Deux de ces écrits contiennent des indices particulièrement troublants, dont la teneur n’a pas été précisée. Mais leur auteur semble détenir des informations relativement précises. Par ailleurs, des analyses ADN sur 106 personnes se sont achevées en juillet, ce qui pourrait permettre des comparatifs d’ADN. En février, l’avocat de la grand-mère a déposé, au nom de la famille, une vingtaine de demandes d’actes d’investigations complémentaires pour que « certains sites » autour du hameau soient analysés.

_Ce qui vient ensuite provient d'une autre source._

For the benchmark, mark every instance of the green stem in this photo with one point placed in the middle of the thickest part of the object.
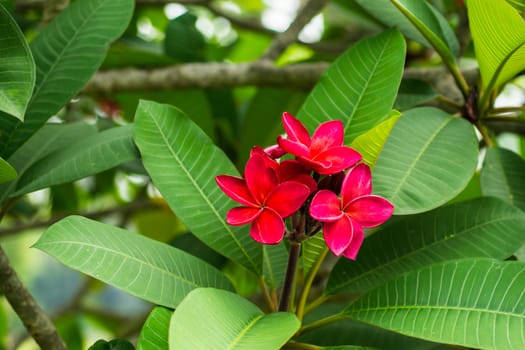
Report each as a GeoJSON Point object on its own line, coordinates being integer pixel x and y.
{"type": "Point", "coordinates": [267, 297]}
{"type": "Point", "coordinates": [308, 284]}
{"type": "Point", "coordinates": [321, 322]}
{"type": "Point", "coordinates": [286, 295]}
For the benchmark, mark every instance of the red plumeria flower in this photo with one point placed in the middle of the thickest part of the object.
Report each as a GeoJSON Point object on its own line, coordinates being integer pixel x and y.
{"type": "Point", "coordinates": [265, 201]}
{"type": "Point", "coordinates": [287, 170]}
{"type": "Point", "coordinates": [324, 153]}
{"type": "Point", "coordinates": [345, 218]}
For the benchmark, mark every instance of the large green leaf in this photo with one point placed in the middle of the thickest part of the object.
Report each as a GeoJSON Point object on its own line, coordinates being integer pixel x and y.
{"type": "Point", "coordinates": [359, 87]}
{"type": "Point", "coordinates": [483, 227]}
{"type": "Point", "coordinates": [148, 269]}
{"type": "Point", "coordinates": [215, 319]}
{"type": "Point", "coordinates": [371, 143]}
{"type": "Point", "coordinates": [155, 332]}
{"type": "Point", "coordinates": [502, 176]}
{"type": "Point", "coordinates": [477, 303]}
{"type": "Point", "coordinates": [7, 172]}
{"type": "Point", "coordinates": [498, 33]}
{"type": "Point", "coordinates": [414, 11]}
{"type": "Point", "coordinates": [88, 156]}
{"type": "Point", "coordinates": [183, 162]}
{"type": "Point", "coordinates": [427, 160]}
{"type": "Point", "coordinates": [50, 138]}
{"type": "Point", "coordinates": [67, 53]}
{"type": "Point", "coordinates": [17, 69]}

« Une lésion de petite taille »
L’enfant a succombé à un « traumatisme facial violent » compatible avec une intervention humaine. L’expertise « a ainsi mis en évidence une lésion de petite taille située à proximité du zygomatique droit ». Le petit garçon de deux ans et demi avait été une dernière fois aperçu, le 8 juillet vers 17 h 15, dans l’unique rue du Haut-Vernet, ce minuscule bourg de 25 habitants situé à 1 200 mètres d’altitude, sur les flancs du massif des Trois-Évêchés. Puis on ne l’a plus jamais revu.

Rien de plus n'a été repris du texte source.